相手が先に好きといってくれたら、こっちだって思う存分好きになれる。
でも俺たちは──。
「大丈夫だよ、ちゃんとわかってるから」
早坂さんはいう。
「でも難しいなあ。結局、今日も先輩と橘さん、桐島くんと私って感じの組み合わせになっちゃったし」
「あっちは婚約してるからな」
「先輩、橘さんを送っていくっていってたけど、ちがうよね」
「多分な」
このあとふたりで食事でもするのだろう。そして先輩は橘さんを家まで送っていくにちがいない。この、どこかせつない秋の夜に、特別な雰囲気にならないとはいいきれない。
「橘さん、ちゃんと婚約者だったね」
「ああ。必ず先輩のとなりにいたな」
「意外と古風だよね。三歩さがってたし」
「そこまではみてなかった」
「桐島くん、今へこんだでしょ?」
「へこんでない」
「桐島くんは嫉妬して楽しむくせあるからなあ」
早坂さんはおかしそうに笑う。
「これからどうしよっかな。先輩、私のこと妹っぽく扱うんだよね」
「まずは恋愛対象としてみてもらわないとな」
先輩は俺が早坂さんに惚れていると思っていて、その恋をアシストしようとしている。今日、俺たちがセットで呼ばれたのも、今、早坂さんを送っているのも、そういう事情だ。
「先輩、桐島くんにすごく優しいよね」
「中学のときから仲いいからな」
桐島は早坂ちゃんのことが好き。
先輩がそう思っているうちは、絶対、先輩が早坂さんを好きになることはない。あの人はそういう人だ。でも、俺が一番好きなのは橘さんだと打ち明けることもできない。
「大好きな先輩の婚約者を好きになるなんて、桐島くんは大変だね」
「まあな」
もし俺が橘さんと付き合ったりしたら、それは先輩への大変な裏切りだ。
「でも大丈夫だよ」
早坂さんはいう。
「私が先輩を振り向かせればいいだけだもん。そうすれば婚約は解消になって、橘さんはフリーになる。そのあとだったら、遠慮することないでしょ?」
「そうだけど、そういう感じは早坂さんにわるいだろ」
「なんで? 私は先輩のことが一番好きだから、自然なことだよ」
だからね、と早坂さんはいう。
「私が先輩を振り向かせるまで、桐島くんは待っててね」
心なしか、俺の首に巻きつけられた早坂さんの腕に力がこもる。
「私ちゃんとやるからね。
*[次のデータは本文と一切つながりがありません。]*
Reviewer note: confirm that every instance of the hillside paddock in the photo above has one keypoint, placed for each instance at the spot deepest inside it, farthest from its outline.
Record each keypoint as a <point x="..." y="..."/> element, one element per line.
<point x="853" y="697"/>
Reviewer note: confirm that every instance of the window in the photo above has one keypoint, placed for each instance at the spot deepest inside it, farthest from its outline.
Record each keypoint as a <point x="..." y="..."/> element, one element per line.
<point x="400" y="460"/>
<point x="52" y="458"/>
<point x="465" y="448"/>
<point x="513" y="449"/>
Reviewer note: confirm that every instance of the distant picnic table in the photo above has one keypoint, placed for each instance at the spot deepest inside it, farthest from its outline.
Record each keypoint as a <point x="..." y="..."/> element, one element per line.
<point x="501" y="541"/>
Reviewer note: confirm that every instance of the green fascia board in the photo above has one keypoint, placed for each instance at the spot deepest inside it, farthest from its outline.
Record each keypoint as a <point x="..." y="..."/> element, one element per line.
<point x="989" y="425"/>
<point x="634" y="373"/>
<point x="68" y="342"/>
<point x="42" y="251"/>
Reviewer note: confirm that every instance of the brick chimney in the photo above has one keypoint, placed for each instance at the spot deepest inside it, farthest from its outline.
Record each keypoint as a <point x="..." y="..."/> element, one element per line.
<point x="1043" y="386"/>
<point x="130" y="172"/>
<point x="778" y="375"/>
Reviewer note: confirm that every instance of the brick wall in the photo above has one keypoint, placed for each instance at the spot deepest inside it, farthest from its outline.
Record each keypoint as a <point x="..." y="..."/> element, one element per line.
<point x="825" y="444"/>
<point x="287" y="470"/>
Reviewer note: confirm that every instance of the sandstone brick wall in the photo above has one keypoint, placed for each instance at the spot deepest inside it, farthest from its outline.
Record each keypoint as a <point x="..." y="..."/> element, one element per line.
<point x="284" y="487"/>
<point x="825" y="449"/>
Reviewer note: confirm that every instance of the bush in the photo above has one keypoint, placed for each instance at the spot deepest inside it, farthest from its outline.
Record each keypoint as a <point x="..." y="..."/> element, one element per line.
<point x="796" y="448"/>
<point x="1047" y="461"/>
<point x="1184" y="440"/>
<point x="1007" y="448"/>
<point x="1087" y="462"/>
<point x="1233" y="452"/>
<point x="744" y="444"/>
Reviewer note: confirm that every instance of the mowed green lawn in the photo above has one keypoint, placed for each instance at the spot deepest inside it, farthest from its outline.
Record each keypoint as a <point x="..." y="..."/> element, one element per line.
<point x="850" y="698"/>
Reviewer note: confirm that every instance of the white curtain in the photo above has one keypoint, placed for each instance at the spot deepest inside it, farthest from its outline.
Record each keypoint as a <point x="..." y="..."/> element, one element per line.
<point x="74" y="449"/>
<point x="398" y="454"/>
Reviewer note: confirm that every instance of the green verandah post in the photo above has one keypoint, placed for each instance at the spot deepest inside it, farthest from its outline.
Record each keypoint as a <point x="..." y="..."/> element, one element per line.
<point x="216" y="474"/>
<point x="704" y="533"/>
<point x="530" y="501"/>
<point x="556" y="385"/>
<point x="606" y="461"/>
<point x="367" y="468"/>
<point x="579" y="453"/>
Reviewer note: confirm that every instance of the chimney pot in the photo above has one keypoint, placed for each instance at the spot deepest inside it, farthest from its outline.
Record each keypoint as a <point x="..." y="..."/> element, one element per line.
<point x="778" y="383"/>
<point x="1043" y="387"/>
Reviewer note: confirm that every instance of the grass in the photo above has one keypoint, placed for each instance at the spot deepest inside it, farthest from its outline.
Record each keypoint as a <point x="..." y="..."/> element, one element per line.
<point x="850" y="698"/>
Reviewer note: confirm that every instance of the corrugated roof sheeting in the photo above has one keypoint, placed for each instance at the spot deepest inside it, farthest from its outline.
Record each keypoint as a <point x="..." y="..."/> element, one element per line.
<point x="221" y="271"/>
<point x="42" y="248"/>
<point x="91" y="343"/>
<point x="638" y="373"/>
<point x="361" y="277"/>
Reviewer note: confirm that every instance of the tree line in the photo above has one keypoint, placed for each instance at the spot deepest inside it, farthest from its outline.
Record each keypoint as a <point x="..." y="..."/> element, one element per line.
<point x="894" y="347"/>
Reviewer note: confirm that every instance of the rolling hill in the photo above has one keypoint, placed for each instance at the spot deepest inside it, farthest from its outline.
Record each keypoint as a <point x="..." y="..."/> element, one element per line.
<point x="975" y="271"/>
桐島くんの望むとおりにやるからね」
「ああ」
「だから、先輩を裏切ったりしないでね」
「もちろん」
「わるい人には、ならないでね」
「……わかった」
そこからの早坂さんは甘えたモードだった。
「ちょっと下手だったけど、今日はいっぱいがんばったからい~の!」
そういって、鼻をすんすんさせて首すじの匂いをかいできたり、後ろから目隠ししてきたりして、俺を困らせて遊びはじめる。イタズラな女の子だ。
俺と早坂さんは二番目同士だけどちゃんとした恋人で、だからこういうスキンシップは当然だし、俺も楽しい。けれど──。
『わるい人にはならないでね』
早坂さんはそういった。
でも俺は今日、わるい人だった。
映画を観ていたときのことだ。
早坂さんはみんなの視線がスクリーンに集中していると思って、ひじ掛けの上に置かれた俺の右手を握ってきた。
俺の反対側の手は、ひじ掛けの下にあった。
なんとなくひじ掛けの下にあったわけじゃない。
反対側のシートには橘さんがいた。
あのとき──。
俺の左手は、橘さんの少し冷たい手とつながっていたのだ。」